Common symptoms include hip, knee (hip pathology can refer pain to a normal knee), or
groin pain, exacerbated by hip/leg movement, especially internal hip rotation (twisting the leg toward the center of the body). There is reduced range of motion, particularly in abduction and
internal rotation, and the patient presents with a limp. Pain is usually mild. There may be atrophy of thigh muscles from disuse and an inequality of leg length. In some cases, some activity can
cause severe irritation or inflammation of the damaged area including standing, walking, running, kneeling, or stooping repeatedly for an extended period of time. In cases exhibiting severe femoral
osteonecrosis, pain is usually a chronic, throbbing sensation exacerbated by activity.
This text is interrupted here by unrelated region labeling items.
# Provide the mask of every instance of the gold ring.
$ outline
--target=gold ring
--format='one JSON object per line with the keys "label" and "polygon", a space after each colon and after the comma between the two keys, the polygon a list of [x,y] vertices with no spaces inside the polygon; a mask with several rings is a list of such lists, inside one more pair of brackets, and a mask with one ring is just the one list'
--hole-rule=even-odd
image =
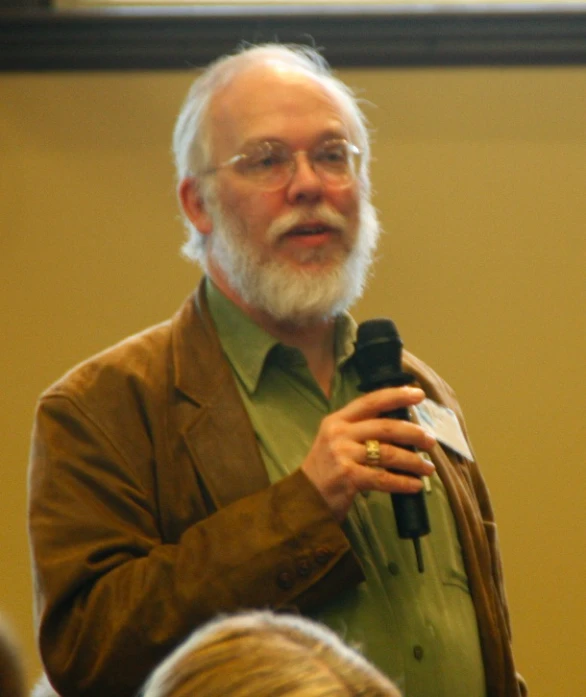
{"label": "gold ring", "polygon": [[377,440],[367,440],[366,446],[366,465],[368,467],[378,467],[380,465],[380,443]]}

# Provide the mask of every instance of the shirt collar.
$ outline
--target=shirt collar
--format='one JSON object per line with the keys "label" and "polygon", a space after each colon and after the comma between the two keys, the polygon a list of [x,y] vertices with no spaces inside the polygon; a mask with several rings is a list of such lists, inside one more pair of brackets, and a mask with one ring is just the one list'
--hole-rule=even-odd
{"label": "shirt collar", "polygon": [[[224,353],[246,390],[253,393],[267,357],[273,349],[279,346],[285,348],[287,353],[296,349],[284,347],[275,337],[259,327],[238,305],[227,298],[210,278],[206,278],[206,294]],[[334,339],[337,369],[341,369],[354,354],[355,340],[354,319],[347,312],[338,315]],[[300,353],[299,357],[302,358]]]}

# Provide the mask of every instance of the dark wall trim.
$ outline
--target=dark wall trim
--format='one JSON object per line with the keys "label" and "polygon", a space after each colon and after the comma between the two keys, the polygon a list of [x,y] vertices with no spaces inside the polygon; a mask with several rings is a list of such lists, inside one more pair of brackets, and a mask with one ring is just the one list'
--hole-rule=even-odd
{"label": "dark wall trim", "polygon": [[586,64],[586,5],[4,10],[0,70],[182,69],[243,40],[313,42],[336,67]]}

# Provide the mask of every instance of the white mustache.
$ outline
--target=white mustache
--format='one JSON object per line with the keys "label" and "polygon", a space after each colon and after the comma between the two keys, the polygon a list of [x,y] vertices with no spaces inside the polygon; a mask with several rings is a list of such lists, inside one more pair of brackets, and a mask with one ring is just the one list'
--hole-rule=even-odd
{"label": "white mustache", "polygon": [[275,242],[292,228],[304,225],[305,223],[315,222],[316,220],[319,220],[320,223],[328,227],[339,229],[344,235],[346,233],[346,218],[341,213],[321,204],[314,208],[290,211],[276,218],[267,230],[267,240],[269,242]]}

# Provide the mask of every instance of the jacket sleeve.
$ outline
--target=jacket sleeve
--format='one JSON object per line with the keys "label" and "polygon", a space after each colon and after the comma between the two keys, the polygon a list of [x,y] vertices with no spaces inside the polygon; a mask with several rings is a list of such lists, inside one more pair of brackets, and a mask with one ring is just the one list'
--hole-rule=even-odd
{"label": "jacket sleeve", "polygon": [[43,397],[36,415],[35,613],[45,668],[63,697],[130,697],[215,614],[304,609],[362,580],[348,540],[300,471],[165,541],[153,451],[137,446],[142,461],[129,461],[118,431],[59,392]]}

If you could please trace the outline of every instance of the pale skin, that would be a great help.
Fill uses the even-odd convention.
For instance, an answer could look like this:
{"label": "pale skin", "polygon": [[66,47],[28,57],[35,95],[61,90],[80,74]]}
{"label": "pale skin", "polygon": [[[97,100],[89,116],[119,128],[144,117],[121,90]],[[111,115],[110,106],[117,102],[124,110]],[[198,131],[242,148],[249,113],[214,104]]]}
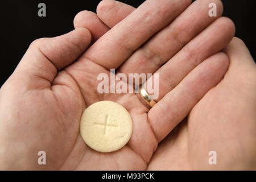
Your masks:
{"label": "pale skin", "polygon": [[[0,90],[0,169],[255,169],[255,64],[233,38],[233,22],[220,18],[220,1],[190,3],[151,0],[135,10],[104,1],[97,15],[79,13],[72,32],[32,43]],[[110,68],[159,73],[158,104],[99,94],[97,75]],[[102,100],[123,105],[134,125],[111,153],[79,134],[83,111]],[[47,165],[38,164],[42,150]],[[208,163],[212,150],[217,165]]]}

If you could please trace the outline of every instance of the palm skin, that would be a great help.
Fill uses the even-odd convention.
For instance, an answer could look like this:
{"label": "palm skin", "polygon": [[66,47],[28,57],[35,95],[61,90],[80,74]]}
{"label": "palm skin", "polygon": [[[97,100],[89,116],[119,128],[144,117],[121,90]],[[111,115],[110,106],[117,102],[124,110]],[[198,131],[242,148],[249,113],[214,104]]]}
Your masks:
{"label": "palm skin", "polygon": [[[160,144],[148,169],[255,169],[255,64],[239,39],[225,52],[230,65],[224,79]],[[210,151],[217,165],[208,163]]]}
{"label": "palm skin", "polygon": [[[89,41],[87,40],[87,42]],[[54,47],[47,48],[46,46],[46,46],[40,46],[40,42],[36,42],[31,46],[32,49],[39,49],[41,53],[40,56],[36,55],[36,56],[34,55],[32,57],[39,57],[39,59],[42,59],[43,56],[44,58],[46,57],[49,60],[54,60],[54,55],[56,52]],[[71,51],[70,54],[74,54],[75,56],[68,54],[68,57],[72,58],[67,59],[73,61],[76,60],[86,50],[89,43],[82,48],[79,47],[79,44],[75,46],[75,51]],[[65,51],[62,51],[60,54],[65,55]],[[100,53],[100,51],[94,51],[92,53],[98,55]],[[27,59],[28,56],[25,56],[26,59]],[[82,56],[77,61],[64,70],[61,68],[69,64],[60,66],[60,64],[51,64],[51,61],[48,60],[48,63],[44,63],[45,67],[43,68],[35,66],[35,69],[41,74],[40,76],[34,76],[32,79],[27,77],[26,73],[30,69],[24,68],[25,61],[22,61],[21,65],[18,66],[16,71],[1,88],[1,169],[146,169],[159,142],[153,133],[152,126],[149,124],[150,120],[152,119],[147,114],[148,108],[135,94],[98,94],[97,91],[98,75],[110,73],[100,64],[96,63],[98,60],[89,59],[86,57]],[[65,60],[63,57],[62,58]],[[32,66],[35,67],[35,65]],[[33,67],[33,69],[35,68]],[[56,69],[62,71],[59,72],[55,77]],[[46,70],[47,72],[42,71]],[[222,75],[222,73],[224,74],[219,73],[217,75]],[[190,146],[191,143],[184,139],[186,138],[185,134],[182,134],[186,133],[181,131],[185,131],[186,128],[188,128],[188,130],[195,131],[200,128],[196,127],[195,129],[192,126],[197,126],[199,121],[203,122],[205,119],[201,118],[204,118],[204,116],[197,114],[196,111],[200,110],[200,107],[204,110],[208,108],[204,107],[203,101],[207,100],[205,98],[207,98],[212,90],[216,89],[219,85],[220,85],[208,92],[193,109],[189,118],[188,127],[186,127],[187,125],[184,124],[185,123],[183,123],[184,126],[181,127],[182,129],[179,130],[177,138],[180,139],[181,142],[176,142],[177,144],[174,147],[168,147],[169,150],[175,150],[177,146],[178,148],[186,146],[189,143],[188,146]],[[213,98],[214,96],[217,96],[217,94],[212,94]],[[122,105],[130,114],[134,125],[133,135],[128,144],[121,150],[112,153],[100,153],[90,149],[85,144],[79,134],[79,122],[82,111],[90,105],[102,100],[111,100]],[[208,109],[209,113],[215,113],[214,108]],[[6,114],[6,113],[8,114]],[[203,113],[200,113],[203,114]],[[196,118],[200,116],[200,118],[196,119],[195,117],[193,118],[193,115],[196,115]],[[203,131],[207,131],[203,129],[203,127],[201,128]],[[198,134],[197,131],[196,133]],[[167,140],[174,138],[172,133],[170,136],[168,136]],[[168,154],[170,152],[169,150],[163,149],[162,146],[164,146],[166,142],[164,141],[160,144],[159,148],[158,148],[152,161],[149,163],[148,169],[160,169],[159,164],[161,164],[161,167],[166,167],[166,168],[168,169],[181,168],[176,167],[177,166],[174,167],[170,166],[169,161],[166,160],[166,155],[158,157],[158,155]],[[197,143],[197,142],[196,143]],[[188,149],[188,151],[189,154],[192,151],[195,162],[193,163],[188,159],[177,160],[177,156],[182,155],[182,152],[175,151],[171,156],[175,160],[170,163],[181,161],[182,167],[185,169],[204,168],[204,166],[201,166],[199,162],[201,160],[197,160],[197,156],[192,153],[195,146],[192,147],[191,149]],[[207,156],[208,148],[205,154],[205,150],[203,148],[204,147],[201,148],[202,153]],[[46,166],[39,166],[38,164],[39,156],[37,154],[41,150],[46,151],[47,154]],[[186,156],[187,153],[183,154]],[[183,156],[180,159],[187,159]],[[163,160],[167,161],[168,164],[162,165]]]}
{"label": "palm skin", "polygon": [[[2,163],[1,168],[9,169],[12,162],[15,164],[10,169],[146,169],[143,158],[149,160],[157,145],[147,123],[148,109],[135,94],[100,94],[97,77],[100,73],[108,72],[89,60],[81,59],[60,72],[51,88],[26,92],[15,76],[11,77],[8,81],[11,84],[4,85],[1,92],[2,103],[5,103],[1,105],[1,115],[6,117],[1,118],[5,121],[1,123],[1,143],[12,143],[1,148],[1,160],[8,162],[3,166]],[[44,80],[30,84],[47,85]],[[86,106],[104,100],[122,104],[134,125],[129,144],[105,154],[88,147],[79,134],[80,119]],[[11,114],[6,115],[5,112]],[[17,147],[19,149],[15,150]],[[38,152],[42,150],[47,154],[46,166],[37,163]]]}

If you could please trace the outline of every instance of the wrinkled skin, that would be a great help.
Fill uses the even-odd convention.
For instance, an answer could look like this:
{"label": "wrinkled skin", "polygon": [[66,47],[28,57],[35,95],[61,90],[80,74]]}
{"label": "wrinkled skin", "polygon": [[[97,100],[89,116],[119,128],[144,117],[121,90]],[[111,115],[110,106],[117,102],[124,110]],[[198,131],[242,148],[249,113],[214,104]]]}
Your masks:
{"label": "wrinkled skin", "polygon": [[[183,40],[180,42],[187,44],[185,51],[184,45],[176,46],[175,50],[164,45],[161,47],[160,44],[158,47],[155,43],[168,28],[158,31],[172,20],[170,14],[161,12],[175,11],[176,16],[181,17],[175,20],[176,24],[171,23],[177,25],[179,30],[182,30],[179,22],[187,22],[181,12],[194,12],[195,16],[200,16],[202,12],[196,9],[201,8],[199,5],[201,2],[191,5],[191,11],[188,11],[185,9],[189,3],[151,1],[130,14],[134,10],[133,7],[104,1],[98,7],[98,16],[83,11],[76,17],[73,31],[33,42],[0,90],[0,168],[255,169],[256,68],[241,40],[235,38],[229,43],[234,31],[232,22],[226,18],[217,19],[220,15],[214,19],[214,27],[223,28],[219,36],[213,35],[212,22],[206,24],[206,21],[199,20],[192,27],[200,30],[189,35],[181,31],[177,39],[175,36],[167,38],[173,44]],[[221,6],[218,1],[216,3]],[[153,7],[159,11],[151,16]],[[114,14],[115,11],[119,13]],[[115,18],[112,18],[113,15]],[[147,16],[148,21],[142,22],[137,18],[138,15]],[[84,16],[94,22],[83,22]],[[127,29],[138,26],[141,28]],[[155,34],[160,35],[149,39]],[[205,36],[211,41],[197,44]],[[97,41],[88,48],[91,40]],[[196,49],[189,48],[195,45],[199,45]],[[226,55],[218,52],[227,46]],[[154,69],[139,64],[143,62],[133,61],[143,61],[141,52],[150,47],[161,53],[172,52],[163,61],[170,59],[172,61],[168,63],[175,63],[179,60],[181,67],[179,64],[156,64]],[[183,63],[183,57],[193,57],[196,61]],[[147,61],[154,61],[153,58],[148,56]],[[159,72],[162,92],[158,103],[152,109],[135,93],[98,93],[99,73],[109,75],[110,68],[125,73],[140,72],[142,66],[147,72]],[[171,76],[161,76],[166,75],[164,70],[172,69],[179,72],[167,86],[164,83]],[[111,153],[92,150],[79,134],[82,111],[102,100],[123,105],[134,125],[129,142]],[[42,150],[47,154],[47,165],[38,164],[37,154]],[[208,154],[212,150],[217,154],[216,166],[208,164]]]}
The first signs are complaints of soreness from the child, which are often dismissed
as growing pains, and limping or other
guarding of the joint, particularly when tired. The pain is usually in the hip, but can also be felt in the knee ('referred pain'). In some cases, pain is felt in the unaffected hip and leg, due to the child favoring the
injured side and placing the majority of their weight on the "good" leg. It is predominantly a disease of boys (4:1 ratio). Perthes is generally diagnosed between 5 and 12 years of age, although it
has been diagnosed as early as 18 months. Typically the disease is only seen in one hip, but bilateral Perthes is seen in about 10% of children diagnosed. (The differential diagnosis for bilateral
Perthes disease is Multiple Epiphyseal Dysplasia).